Quantum Cryptanalysis on Contracting Feistel Structures and Observation on Related-Key Settings

In this paper we show several quantum chosen-plaintext attacks (qCPAs) on contracting Feistel structures. In the classical setting, a d-branch r-round contracting Feistel structure can be shown to be PRP-secure when d is even and $$r \ge 2d-1$$ , meaning it is secure against polynomial-time chosen-plaintext attacks. We propose a polynomial-time qCPA distinguisher on the d-branch $$(2d-1)$$ -round contracting Feistel structure, which solves an open problem by Dong et al.
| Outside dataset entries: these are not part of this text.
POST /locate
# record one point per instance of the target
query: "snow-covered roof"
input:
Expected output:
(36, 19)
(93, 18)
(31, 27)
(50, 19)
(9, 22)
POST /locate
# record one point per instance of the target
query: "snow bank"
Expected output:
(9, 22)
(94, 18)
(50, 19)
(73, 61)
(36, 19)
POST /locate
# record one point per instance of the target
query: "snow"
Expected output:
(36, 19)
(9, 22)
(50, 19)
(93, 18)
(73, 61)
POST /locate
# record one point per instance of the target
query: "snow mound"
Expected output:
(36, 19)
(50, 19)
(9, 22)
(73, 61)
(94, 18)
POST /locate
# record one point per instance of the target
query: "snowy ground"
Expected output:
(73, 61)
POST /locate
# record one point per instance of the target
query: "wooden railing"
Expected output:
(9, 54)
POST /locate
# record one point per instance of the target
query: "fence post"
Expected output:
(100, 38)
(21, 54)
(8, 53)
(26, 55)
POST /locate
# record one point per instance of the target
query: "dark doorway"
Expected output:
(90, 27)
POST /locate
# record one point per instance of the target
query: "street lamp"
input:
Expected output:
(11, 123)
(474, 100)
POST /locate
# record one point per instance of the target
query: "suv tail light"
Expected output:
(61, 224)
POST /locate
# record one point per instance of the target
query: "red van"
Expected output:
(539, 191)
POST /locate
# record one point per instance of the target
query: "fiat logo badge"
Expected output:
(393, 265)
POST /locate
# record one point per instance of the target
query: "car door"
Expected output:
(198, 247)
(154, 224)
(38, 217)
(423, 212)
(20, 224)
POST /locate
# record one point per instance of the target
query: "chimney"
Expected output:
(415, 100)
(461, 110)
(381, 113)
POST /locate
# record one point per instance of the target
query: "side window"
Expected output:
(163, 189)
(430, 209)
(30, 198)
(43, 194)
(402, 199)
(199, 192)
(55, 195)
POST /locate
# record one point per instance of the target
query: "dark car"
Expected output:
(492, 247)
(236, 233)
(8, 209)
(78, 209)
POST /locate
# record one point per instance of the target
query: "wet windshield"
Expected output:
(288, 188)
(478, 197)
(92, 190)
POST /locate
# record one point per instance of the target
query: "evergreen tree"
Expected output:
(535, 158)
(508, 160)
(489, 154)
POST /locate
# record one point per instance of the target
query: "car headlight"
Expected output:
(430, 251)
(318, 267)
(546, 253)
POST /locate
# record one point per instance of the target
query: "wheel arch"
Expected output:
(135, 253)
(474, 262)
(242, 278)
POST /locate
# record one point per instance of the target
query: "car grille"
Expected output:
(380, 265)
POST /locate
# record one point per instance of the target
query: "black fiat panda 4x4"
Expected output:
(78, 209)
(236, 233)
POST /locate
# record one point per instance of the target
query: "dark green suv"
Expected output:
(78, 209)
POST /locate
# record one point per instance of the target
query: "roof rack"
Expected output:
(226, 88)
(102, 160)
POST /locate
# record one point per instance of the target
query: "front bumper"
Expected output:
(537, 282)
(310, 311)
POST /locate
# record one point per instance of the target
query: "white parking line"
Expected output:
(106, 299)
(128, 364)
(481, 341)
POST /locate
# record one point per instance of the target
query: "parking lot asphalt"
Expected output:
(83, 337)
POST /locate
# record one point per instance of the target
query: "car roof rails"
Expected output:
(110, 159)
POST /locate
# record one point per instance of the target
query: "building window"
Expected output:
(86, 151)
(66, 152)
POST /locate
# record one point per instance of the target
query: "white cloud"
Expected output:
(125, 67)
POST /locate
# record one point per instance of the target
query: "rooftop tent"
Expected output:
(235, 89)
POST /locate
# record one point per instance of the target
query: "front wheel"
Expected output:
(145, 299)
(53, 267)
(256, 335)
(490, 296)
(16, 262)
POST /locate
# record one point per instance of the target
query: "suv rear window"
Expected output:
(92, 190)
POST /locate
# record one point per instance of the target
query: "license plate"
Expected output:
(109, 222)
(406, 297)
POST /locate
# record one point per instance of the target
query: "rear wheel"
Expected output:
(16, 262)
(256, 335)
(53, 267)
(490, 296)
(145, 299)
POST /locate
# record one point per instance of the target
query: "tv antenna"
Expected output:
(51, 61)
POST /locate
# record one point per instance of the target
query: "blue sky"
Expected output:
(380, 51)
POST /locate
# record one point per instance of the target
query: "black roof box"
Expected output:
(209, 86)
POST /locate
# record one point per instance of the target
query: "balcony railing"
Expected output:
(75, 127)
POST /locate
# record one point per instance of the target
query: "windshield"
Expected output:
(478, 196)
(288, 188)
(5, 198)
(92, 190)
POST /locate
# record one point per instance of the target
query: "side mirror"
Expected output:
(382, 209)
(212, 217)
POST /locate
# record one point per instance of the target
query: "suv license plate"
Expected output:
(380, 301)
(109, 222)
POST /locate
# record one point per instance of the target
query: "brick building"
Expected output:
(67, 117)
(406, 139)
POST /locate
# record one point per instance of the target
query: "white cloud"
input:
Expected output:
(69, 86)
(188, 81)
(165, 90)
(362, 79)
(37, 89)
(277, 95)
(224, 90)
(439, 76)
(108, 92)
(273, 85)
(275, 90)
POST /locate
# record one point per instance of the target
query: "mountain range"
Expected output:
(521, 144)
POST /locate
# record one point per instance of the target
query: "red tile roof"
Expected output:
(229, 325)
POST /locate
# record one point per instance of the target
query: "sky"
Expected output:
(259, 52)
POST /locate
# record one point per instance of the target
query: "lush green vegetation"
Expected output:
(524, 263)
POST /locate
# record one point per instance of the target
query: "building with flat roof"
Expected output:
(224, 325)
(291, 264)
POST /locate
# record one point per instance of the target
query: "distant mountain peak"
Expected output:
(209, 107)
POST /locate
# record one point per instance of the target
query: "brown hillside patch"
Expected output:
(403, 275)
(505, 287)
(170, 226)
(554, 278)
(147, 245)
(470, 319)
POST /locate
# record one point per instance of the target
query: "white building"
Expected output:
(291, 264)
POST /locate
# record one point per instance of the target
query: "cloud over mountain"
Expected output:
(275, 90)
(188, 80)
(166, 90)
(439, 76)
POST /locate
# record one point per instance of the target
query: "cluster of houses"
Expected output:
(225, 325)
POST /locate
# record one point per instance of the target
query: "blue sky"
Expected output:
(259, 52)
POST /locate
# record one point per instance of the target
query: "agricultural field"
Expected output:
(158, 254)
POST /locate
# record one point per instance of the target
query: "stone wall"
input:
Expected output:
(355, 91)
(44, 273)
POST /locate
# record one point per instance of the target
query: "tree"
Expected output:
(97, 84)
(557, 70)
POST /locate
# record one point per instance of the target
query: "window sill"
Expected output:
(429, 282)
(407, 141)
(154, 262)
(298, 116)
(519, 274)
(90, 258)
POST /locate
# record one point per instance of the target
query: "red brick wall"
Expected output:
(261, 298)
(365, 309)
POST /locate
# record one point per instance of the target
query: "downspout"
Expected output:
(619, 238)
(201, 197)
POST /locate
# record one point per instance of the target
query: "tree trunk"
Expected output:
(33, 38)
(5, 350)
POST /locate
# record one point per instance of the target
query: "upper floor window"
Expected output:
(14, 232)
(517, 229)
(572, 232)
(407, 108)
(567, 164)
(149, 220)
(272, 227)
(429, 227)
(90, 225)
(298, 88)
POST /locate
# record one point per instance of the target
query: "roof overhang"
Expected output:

In addition, we show a polynomial-time qCPA that recovers the keys of the d-branch r-round contracting Feistel structure when each round function $$F^{(i)}_{k_i}$$ has the form $$F^{(i)}_{k_i}(x) = F_i(x \oplus k_i)$$ for a public random function $$F_i$$ . This is applicable to the Chinese block cipher standard SM4, which is a special case where $$d=4$$ . Finally, in addition to quantum attacks under single-key setting, we also show related-key quantum attacks on balanced Feistel structures in the model that adversaries can only control part of the key difference in quantum superposition. Our related-key attacks on balanced Feistel structures can easily be extended to ones on contracting Feistel structures.